Because the flexibility that mediation provides is so great, North Carolina courts have found these settlement conferences alleviate caseloads and they have learned to rely heavily on alternative dispute resolution (ADR) methods. In almost every modern trial order, courts require parties to attend at least one mediation session prior to scheduling a matter for trial. An agreement to attend mediation can be made at any point, even before filing a lawsuit.
What is Mediation?
In mediation, a neutral third party, the mediator, is used to help guide parties to a mutually agreeable resolution. A skilled mediator has the ability to listen to the parties and identify specific areas of contention in order to address those issues. A mediation settlement conference should not be confused with arbitration, which is more like a private trial. In arbitration, a neutral third party, an arbitrator, hears testimony and reviews evidence from both parties and makes a binding decision, similar to a judge in court.
The Advantages of Mediation
An experienced attorney, knowledgeable of the kind of matters at hand and specially trained as a mediator, is generally agreed to by the lawyers involved or appointed by the court to manage the settlement conference. A well-trained mediator listens to both sides and offers constructive advice and options that facilitate agreement, unlike a judge who will simply render a decision.
All issues can be addressed in a mediation, including equitable distribution of marital property and debts, child custody, child support, and spousal support.
Mediation allows parties to retain some control of the outcome of their case through agreement and compromise, relieving families of uncertainties that come with a judicial ruling. This provides the parties with opportunities to tailor creative solutions for their unique situation and offers less likelihood of the need for modification in the future.
Mediation allows parties to avoid the costly expense of litigation, including the time required to prepare for a trial. Mediation can be scheduled at a time that is convenient for the parties while everything else in a case is typically set at the convenience of the court.
Mediation and potential agreements discussed at mediation are confidential. Settlements reached at a mediation conference can remain confidential where a consent order entered by the court becomes public record.
Studies have shown that people that find resolution through alternative dispute resolution are more likely to abide by these agreements than they are those ordered by the court.

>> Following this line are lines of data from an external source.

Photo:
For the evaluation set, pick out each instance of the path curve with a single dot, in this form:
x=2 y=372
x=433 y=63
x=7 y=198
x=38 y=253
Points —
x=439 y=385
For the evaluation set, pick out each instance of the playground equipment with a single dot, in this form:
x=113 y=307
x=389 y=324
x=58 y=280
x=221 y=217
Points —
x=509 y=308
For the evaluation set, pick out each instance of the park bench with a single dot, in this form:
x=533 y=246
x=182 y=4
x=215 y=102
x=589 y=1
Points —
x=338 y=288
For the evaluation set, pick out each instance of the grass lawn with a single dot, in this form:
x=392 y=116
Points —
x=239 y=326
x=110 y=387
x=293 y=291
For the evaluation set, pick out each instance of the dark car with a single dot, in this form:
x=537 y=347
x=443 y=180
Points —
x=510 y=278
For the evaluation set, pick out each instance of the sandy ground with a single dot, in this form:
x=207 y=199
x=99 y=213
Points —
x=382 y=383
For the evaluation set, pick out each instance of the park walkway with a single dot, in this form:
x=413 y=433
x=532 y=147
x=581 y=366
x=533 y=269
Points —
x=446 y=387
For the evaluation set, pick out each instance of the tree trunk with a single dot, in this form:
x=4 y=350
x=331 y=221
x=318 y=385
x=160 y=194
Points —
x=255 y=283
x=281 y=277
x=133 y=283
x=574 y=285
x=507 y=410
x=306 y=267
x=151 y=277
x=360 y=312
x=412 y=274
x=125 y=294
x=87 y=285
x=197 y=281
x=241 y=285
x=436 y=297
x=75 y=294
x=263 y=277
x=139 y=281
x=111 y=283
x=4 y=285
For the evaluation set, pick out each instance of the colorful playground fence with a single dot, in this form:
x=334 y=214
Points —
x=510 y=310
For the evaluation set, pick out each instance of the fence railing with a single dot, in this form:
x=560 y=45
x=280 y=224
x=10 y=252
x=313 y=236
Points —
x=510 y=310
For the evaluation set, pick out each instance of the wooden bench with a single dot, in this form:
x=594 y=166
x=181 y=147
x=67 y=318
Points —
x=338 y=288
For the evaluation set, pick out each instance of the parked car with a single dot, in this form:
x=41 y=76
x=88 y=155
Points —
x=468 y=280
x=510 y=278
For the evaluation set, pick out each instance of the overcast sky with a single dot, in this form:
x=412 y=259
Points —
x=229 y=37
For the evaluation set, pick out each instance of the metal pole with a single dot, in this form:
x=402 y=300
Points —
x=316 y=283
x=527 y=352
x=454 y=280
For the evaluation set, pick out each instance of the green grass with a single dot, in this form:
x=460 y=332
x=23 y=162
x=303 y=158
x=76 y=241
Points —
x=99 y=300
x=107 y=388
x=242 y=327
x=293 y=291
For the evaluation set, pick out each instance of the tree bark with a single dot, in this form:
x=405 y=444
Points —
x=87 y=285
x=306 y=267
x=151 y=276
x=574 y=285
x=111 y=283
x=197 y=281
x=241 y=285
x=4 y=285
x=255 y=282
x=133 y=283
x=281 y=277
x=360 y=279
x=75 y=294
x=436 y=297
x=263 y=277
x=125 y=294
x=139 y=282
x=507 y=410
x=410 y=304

Mediation is informal, designed to take place in comfortable surroundings, and is often less stressful for the parties. In mediation, no testimony or witnesses are required and parties are not required to be in the same room with one another. The mediator goes back and forth between the different rooms, allowing the parties to be at ease with privacy to speak frankly and directly.
In the event that mediation does not result in a full resolution, it can still help narrow down issues to be addressed and shed light on the opposing party’s case that may be presented at trial.